World will pay ‘war price’ in Ukraine in 2023, warns OECD

The war in Ukraine will continue to be expensive: the OECD has significantly downgraded its global growth forecast for next year in the face of the more lasting effects of the conflict than expected, with Europe paying the biggest bill.

“The world is paying a very high price for Russian aggression in Ukraine,” Organization for Economic Co-operation and Development Secretary-General Mathias Cormann told a press conference on Monday.

“Households and businesses are hurting,” he continued, pointing out that “the burden of higher energy and gas prices as well as China’s zero COVID policy imply lower growth and higher inflation. high and persistent.

The lack of calm on the ground in the eighth month of the Russian invasion of Ukraine, symbolized by the recent mobilization of reservists by Moscow, encourages the international organization based in Paris to be pessimistic.

In its quarterly report, entitled “Paying the price of war”, the OECD predicts that after a difficult year 2022, especially due to the surge in inflation, “global growth should continue to weaken in 2023”.

The OECD expects global GDP to grow by 2.2% against 2.8% expected in June, although it maintained its forecast for 2022 at 3% after having reduced it sharply in recent months.

“Inflationary pressures are increasingly broad-based, with rising energy, transport and other costs impacting prices,” writes the OECD, which has revised down its 2023 forecast for the near future. all of the G20 countries with the exception of Turkey, Indonesia and the United Kingdom, whose economic activity will stagnate.

2800 billion

To show the extent of the shock of the war, the OECD has assessed the financial losses to be expected next year at 2.8 trillion dollars compared to estimates prior to the arrival of tanks in Ukraine, “the size of the “French economy” measured in annual GDP, indicated the institution’s acting chief economist, Alvaro Perreira.

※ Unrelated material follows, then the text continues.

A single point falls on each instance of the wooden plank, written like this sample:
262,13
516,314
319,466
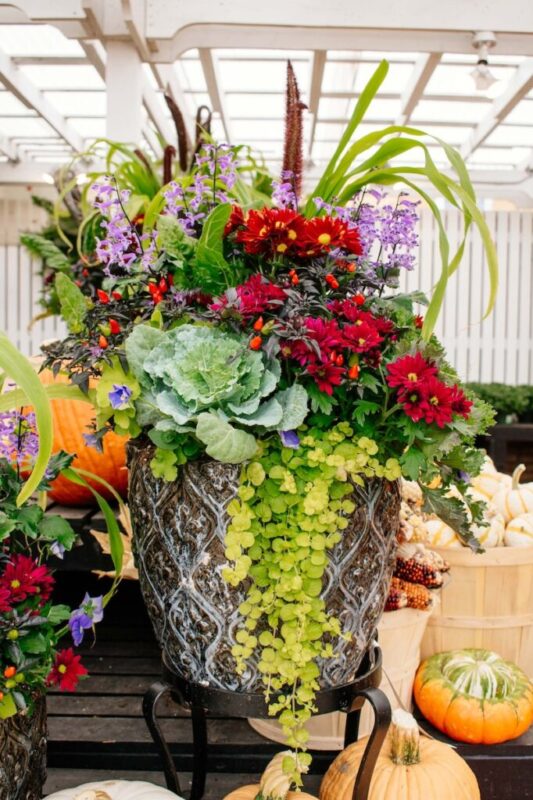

It is logically the neighboring countries of kyiv and Moscow that will suffer the greatest costs: growth in the euro zone is subject to the greatest revision, to 0.3% against 1.6% expected in June. Inflation is expected there this year at 8.1% and 6.2% next year.

Agitated for months as a major risk, recession is the scenario adopted by the OECD for Germany: according to the OECD, the leading European economy would see its GDP fall by 0.7% next year, a plunge of 2 .4 points compared to the previous forecast.

Its main neighbors escape it: growth of 0.4% is expected in Italy, 1.5% in Spain, and 0.6% in France, where the government is still counting on 1%.

The International Monetary Fund predicted in its latest global panorama 0.8% growth in Germany, 1% in France and 1.2% in the euro zone, but it could revise its figures downwards in October.

Among the other major regions, US growth is expected by the OECD at 0.5% against 1.2% expected in June, and Chinese growth at 4.7% against 4.9%.

“Significant uncertainty”

“There is significant uncertainty surrounding these economic projections,” concedes the OECD, given the risk of energy shortages during the winter.

The dizzying rise in prices is already threatening the activity of a growing number of companies.

According to the OECD, greater gas shortages than expected could, through a cascading effect, reduce euro zone GDP by an additional 1.25 points next year, pushing many states into recession.

This scenario is all the more worrying as the central banks of developed and emerging countries are firmly committed to raising their interest rates to contain inflation, with the risk of undermining growth there too.

Rate hikes are “a key factor” in the slowdown at work, notes the OECD, which calls on central bankers to continue, however.

War, rate hikes, COVID-19, debt crisis… The OECD lists in its forecasts all the risks surrounding the economy. From there to lead to a plunge in global GDP? “The central scenario is not a global recession but the risks have increased in recent months,” conceded Alvaro Pereira.

Targeted and temporary fiscal measures aimed at households and businesses are part of the solution to the emergency, the institution underlines, affirming that so far the measures taken against the rise in energy prices have been “poorly targeted because often benefiting too many households and businesses.